How does execvp run a command? - c

I know execvp can be used to execute simple commands as follows:
char* arg[] = {"ls", "-l", NULL};
execvp(arg[0],arg);
I want to know what goes on in here when I run execvp. In man page it says execvp replaces the image of the process image with the new one. However here I am running a command not an executable.
To be specific, say there is a command that specifically requires an input e.g. cat. If I have a text file text.txt which contains the file name expected for cat and I redirect stdin to the file stream of the file, would the output of execle("cat","cat",NULL) or execvp("cat", arg) (obviously where arg stores "cat" and NULL) result in the output in the console as the cat /filename would? My intuition is I have to read the file and may be parse it to store the arguments in the arg.
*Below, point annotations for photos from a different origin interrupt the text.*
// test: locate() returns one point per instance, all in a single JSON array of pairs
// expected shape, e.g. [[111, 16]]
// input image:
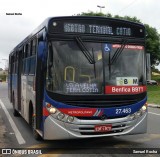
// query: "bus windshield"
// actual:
[[70, 72]]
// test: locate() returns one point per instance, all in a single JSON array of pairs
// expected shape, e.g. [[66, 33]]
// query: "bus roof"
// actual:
[[45, 24]]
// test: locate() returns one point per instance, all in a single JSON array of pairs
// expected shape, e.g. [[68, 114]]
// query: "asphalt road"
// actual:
[[84, 147]]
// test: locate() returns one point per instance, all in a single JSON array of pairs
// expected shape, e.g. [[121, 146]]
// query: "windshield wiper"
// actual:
[[118, 52], [85, 51]]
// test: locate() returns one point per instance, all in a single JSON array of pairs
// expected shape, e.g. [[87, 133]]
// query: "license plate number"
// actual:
[[103, 128]]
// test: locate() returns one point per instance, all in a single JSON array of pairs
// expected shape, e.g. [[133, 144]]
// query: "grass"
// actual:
[[153, 93]]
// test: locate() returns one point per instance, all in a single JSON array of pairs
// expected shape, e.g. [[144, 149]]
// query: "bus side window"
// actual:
[[33, 57], [26, 60]]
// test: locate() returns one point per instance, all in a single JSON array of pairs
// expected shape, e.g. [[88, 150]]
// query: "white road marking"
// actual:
[[154, 113], [17, 133]]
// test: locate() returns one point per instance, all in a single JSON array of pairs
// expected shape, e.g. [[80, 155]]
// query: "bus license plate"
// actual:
[[103, 128]]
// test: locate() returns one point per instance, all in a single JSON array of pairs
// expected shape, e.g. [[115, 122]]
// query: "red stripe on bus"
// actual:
[[45, 112], [79, 112], [125, 89]]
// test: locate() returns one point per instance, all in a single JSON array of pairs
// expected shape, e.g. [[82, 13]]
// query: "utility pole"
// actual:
[[101, 7]]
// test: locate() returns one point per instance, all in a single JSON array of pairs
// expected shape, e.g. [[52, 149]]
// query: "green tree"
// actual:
[[152, 38]]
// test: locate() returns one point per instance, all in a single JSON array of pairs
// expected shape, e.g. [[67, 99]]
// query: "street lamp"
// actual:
[[99, 6], [5, 64]]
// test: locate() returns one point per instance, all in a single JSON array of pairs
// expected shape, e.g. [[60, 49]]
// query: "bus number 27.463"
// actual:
[[122, 111]]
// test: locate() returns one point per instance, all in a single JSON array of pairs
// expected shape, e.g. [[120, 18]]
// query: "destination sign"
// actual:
[[96, 29], [96, 26]]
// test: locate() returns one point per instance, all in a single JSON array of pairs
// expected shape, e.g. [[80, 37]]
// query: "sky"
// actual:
[[14, 28]]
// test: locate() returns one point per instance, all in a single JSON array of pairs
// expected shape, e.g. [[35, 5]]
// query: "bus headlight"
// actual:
[[60, 116], [57, 114], [52, 110], [138, 113]]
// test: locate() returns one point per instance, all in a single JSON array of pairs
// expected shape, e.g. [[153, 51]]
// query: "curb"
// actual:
[[153, 105]]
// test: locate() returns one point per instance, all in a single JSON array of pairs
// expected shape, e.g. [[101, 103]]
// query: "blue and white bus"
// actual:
[[81, 77]]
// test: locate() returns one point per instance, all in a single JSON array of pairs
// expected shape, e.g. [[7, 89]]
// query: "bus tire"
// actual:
[[35, 133], [15, 112]]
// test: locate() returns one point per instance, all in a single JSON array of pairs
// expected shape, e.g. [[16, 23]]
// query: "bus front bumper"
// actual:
[[56, 130]]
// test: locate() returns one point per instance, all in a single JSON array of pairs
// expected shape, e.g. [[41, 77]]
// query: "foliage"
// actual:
[[152, 39], [153, 93]]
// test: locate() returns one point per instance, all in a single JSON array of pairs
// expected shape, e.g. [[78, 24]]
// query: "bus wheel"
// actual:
[[15, 112], [35, 133]]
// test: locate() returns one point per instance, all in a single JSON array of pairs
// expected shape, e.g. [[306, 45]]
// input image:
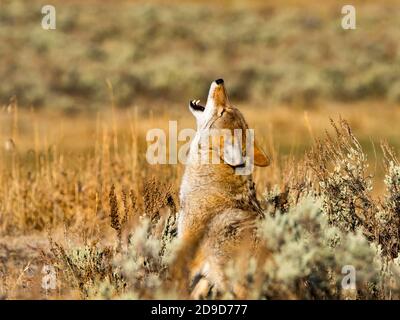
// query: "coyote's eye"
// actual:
[[195, 105]]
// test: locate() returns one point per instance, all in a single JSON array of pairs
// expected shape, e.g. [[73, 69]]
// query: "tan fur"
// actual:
[[218, 207]]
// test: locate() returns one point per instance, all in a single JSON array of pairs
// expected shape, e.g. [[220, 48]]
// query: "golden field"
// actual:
[[77, 194]]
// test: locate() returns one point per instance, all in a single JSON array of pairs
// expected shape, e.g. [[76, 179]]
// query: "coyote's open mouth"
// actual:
[[195, 105]]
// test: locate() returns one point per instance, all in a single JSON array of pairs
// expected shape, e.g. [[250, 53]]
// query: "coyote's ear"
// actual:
[[231, 151], [260, 158]]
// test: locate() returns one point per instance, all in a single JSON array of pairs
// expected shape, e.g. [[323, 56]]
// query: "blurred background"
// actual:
[[290, 67], [294, 52]]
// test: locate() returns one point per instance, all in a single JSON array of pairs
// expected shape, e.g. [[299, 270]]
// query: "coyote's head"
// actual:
[[227, 123]]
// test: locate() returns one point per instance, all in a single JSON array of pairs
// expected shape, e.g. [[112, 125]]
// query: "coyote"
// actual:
[[219, 208]]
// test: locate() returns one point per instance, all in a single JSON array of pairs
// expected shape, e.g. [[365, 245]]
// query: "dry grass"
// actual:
[[77, 193]]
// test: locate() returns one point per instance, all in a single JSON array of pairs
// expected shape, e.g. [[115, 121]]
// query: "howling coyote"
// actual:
[[219, 207]]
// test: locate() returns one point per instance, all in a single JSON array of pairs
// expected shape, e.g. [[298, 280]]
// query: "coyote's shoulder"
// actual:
[[218, 206]]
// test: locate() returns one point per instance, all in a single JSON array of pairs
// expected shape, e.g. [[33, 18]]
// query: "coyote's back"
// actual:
[[219, 207]]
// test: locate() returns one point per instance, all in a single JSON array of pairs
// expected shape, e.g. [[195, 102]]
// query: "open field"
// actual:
[[81, 208]]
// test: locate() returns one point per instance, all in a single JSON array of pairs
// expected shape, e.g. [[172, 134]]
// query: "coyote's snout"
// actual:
[[219, 207]]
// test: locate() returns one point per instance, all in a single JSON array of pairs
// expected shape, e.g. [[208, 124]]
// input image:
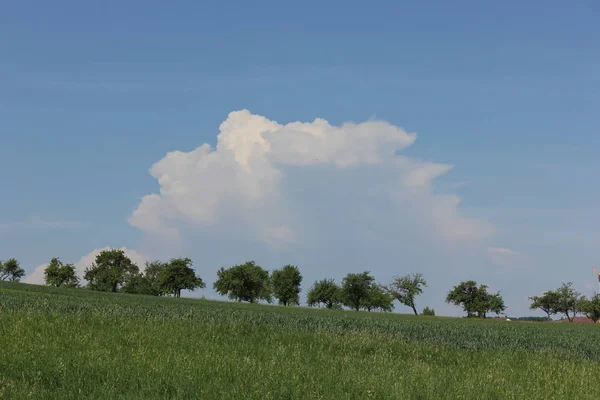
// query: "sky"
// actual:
[[456, 140]]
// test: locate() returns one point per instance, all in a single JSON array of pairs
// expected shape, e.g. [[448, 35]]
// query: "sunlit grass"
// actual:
[[73, 344]]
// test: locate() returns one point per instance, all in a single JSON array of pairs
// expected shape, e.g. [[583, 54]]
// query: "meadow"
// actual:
[[74, 344]]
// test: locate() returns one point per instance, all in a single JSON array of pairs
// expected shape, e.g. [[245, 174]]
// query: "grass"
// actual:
[[74, 344]]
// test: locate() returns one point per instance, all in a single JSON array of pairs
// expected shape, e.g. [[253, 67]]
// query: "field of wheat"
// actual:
[[74, 344]]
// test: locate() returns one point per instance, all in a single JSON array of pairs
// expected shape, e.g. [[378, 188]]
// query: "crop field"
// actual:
[[74, 344]]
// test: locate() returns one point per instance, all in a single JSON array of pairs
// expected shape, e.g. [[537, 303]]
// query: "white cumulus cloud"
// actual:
[[285, 182]]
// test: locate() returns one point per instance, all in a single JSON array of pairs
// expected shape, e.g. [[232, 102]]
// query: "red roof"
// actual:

However I want to make sure.
Thanks in advance!

Here's what happens in an execvp call:
Your libc implementation searches in PATH, if applicable, for the file that is to be executed. Most, if not all, commands in UNIX-like systems are executables. What will happen if it is not? Try it. Have a look at how glibc does it.
Typically, if the executable is found, a call to execve will be made. Parts of execve may be implemented in libc or it may be a system call (like in Linux).
Linux prepares a program by allocating memory for it, opening it, scheduling it for execution, initialises memory structures, sets up its arguments and environment from the supplied arguments to the execvp call, finds a handler appropriate for loading the binary, and sets the current task (the execvp caller) as not executing. You can find its implementation here.
All steps above conform to the requirements set by POSIX which are described in the relevant manual pages.

Regarding your questions:
In man page it says execvp replaces the image of the process image
with the new one. However here I am running a command not an
executable.
Long-long time ago shell was very limited and almost all UNIX commands was standalone executables. Now, mostly for speed purposes some subset of UNIX commands is implemented inside shell itself, those commands are called builtins. You can check whatever command is implemented in your shell as built-in or not via type command:
λ ~/ type echo
echo is a shell builtin
(Full list of builtins with descriptions can be found in man pages to your shell e.g. man bash-builtins or man builtin.)
But still most of the commands still have their executable-counterpart:
λ ~/ whereis echo
/bin/echo
So in your specific case when you are running:
char* arg[] = {"ls", "-l", NULL};
execvp(arg[0],arg);
You are actually replacing address space of current process with address space of (most likely) /bin/ls.
My intuition is I have to read the file and may be parse it to store
the arguments in the arg.
Indeed you you have. But you also may use some in-kernel functions for that aka "shebang":
Instead of putting file name in separate file add so-called shebang as the first line of the file you want to cat:
#!/bin/cat
And add chmod +x to it. Then you can run it as executable (via any of exec functions or shell):
λ ~/tmp/ printf '#!/bin/cat\nTEST\n' > cat_me
λ ~/tmp/ chmod +x cat_me
λ ~/tmp/ ./cat_me
#!/bin/cat
TEST
Of cause it's has a drawback of printing shebang itself with file but still it's fun to do it in-kernel =)
BTW. Problem that you described if so common that there is a special executable called xargs which (in very simplified explanation) executes given program on list of arguments passed via stdin. For more information consult with man xargs.
For easy memorization of exec-family I often use following table:
Figure 8.14. Differences among the six exec functions
+----------+----------+----------+----------+--------+---------+--------+
| Function | pathname | filename | agr list | argv[] | environ | envp[] |
+----------+----------+----------+----------+--------+---------+--------+
| execl | * | | * | | * | |
+----------+----------+----------+----------+--------+---------+--------+
| execlp | | * | * | | * | |
+----------+----------+----------+----------+--------+---------+--------+
| execle | * | | * | | | * |
+----------+----------+----------+----------+--------+---------+--------+
| execv | * | | | * | * | |
+----------+----------+----------+----------+--------+---------+--------+
| execvp | | * | | * | * | |
+----------+----------+----------+----------+--------+---------+--------+
| execve | * | | | * | | * |
+----------+----------+----------+----------+--------+---------+--------+
| letter | | p | l | v | | e |
+----------+----------+----------+----------+--------+---------+--------+
So in your case execvp takes filename, argv(v) and environ(e).
Then it's tries to "guess" pathname (aka full path) by appending filename (in your case cat) to each path component in PATH until it find path with executable filename.
Much more information about whats going on under the exec's hood (including inheritance stuff) can be found in Advanced Programming in the UNIX Environment (2nd Edition) by W. Richard Stevens and Stephen A. Rago aka APUE2.
If you are interested in UNIX internals you should probably read it.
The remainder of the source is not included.